Pinker puts Plato's cave at the center of his closing chapter, "Escaping the Cave," but as a starting point for a much more expansive view of human mental capability. We are not, he says, prisoners of some pre-set menu of thinkable thoughts. We can enlarge our understanding by the psycholinguistic tricks he has been describing—by dreaming up new metaphors and analogies. Our natural mental inclination regarding number, for example, is "one, two, many": yet we can educate children to manipulate numbers like 54,201. We can even, in higher mathematics, say nontrivial things about infinite numbers.
Likewise in our social thinking:
In the governance of institutions, openness and accountability can be reinforced by reminding people that the intuitions of truth they rely on in their private lives—their defense against being cheated or misinformed or deluded—also apply in the larger social arena. These reminders can militate against our natural inclinations towards taboo, polite consensus, and submission to authority.
I am a great fan of Pinker's and I enjoyed this new book very much. Like his others, it breathes the spirit of good-natured, rational, humane inquiry. A few commentators—our own Steve Sailer, for instance—have criticized Pinker in the past for being excessively diplomatic about human group differences; but surely a scholar who has said in public that yes, men and women have different innate capabilities, and yes, Ashkenazi Jews have higher mean intelligence than the rest of us, and no, parenting styles have little effect on the maturation of personality, and a great many other things very shocking to the common sensibility of our times, is paying his dues. In any case, the only part of this new book likely to bring a blush to the cheek of a Chief Diversity Officer is one titled "The Seven Words You Can't Say on Television," which is of course about swearing and taboo speech. If teenage boys still frequent bookstores, this chapter will be the best-thumbed one in shelf copies.

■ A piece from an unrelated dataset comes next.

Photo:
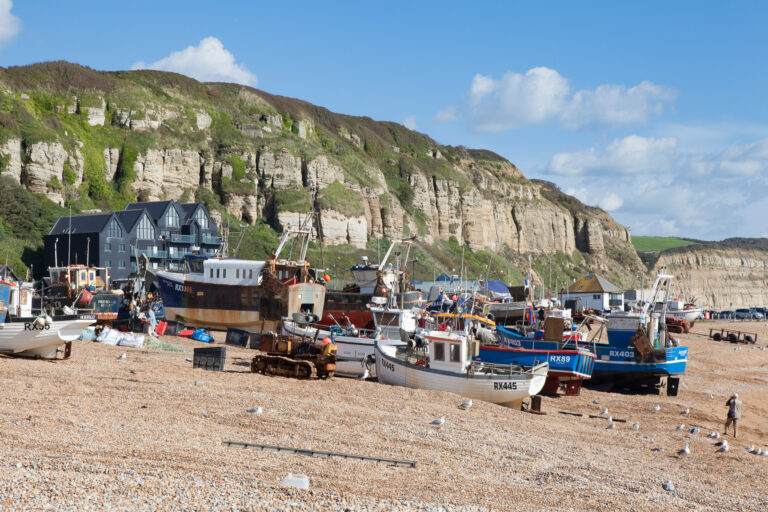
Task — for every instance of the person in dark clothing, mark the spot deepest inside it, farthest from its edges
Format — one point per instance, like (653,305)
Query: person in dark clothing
(734,412)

Also like Pinker's previous books, this one is filled with small linguistic delights—jokes, puns, paradoxes, and even a scattering of familiar comic strips to illustrate some of the author's points. I learned some words, too: "momentaneous," for instance, to describe an event, like the swatting of a fly, that, while it occupies some measurable amount of time in the real—sorry, "real"—world, can be treated by language as instantaneous. (Though I think my favorite is "whimperative"—the excessively diffident way of getting someone to do something, as in, "I was wondering if you might pass the salt.")
The author explains in his introduction that The Stuff of Thought is intended as the third volume in a trilogy about language and mind (that is, following Pinker's 1994 The Language Instinct and 1999 Words and Rules), and at the same time as the third in another trilogy about human nature (following his 1997 How the Mind Works and 2002 The Blank Slate). This book is intended, in other words, as a sort of capstone on an inverted-V structure of previous works. If this means that Steven Pinker is done with writing books for lay readers about linguistics and cognitive science, I take it as very bad news.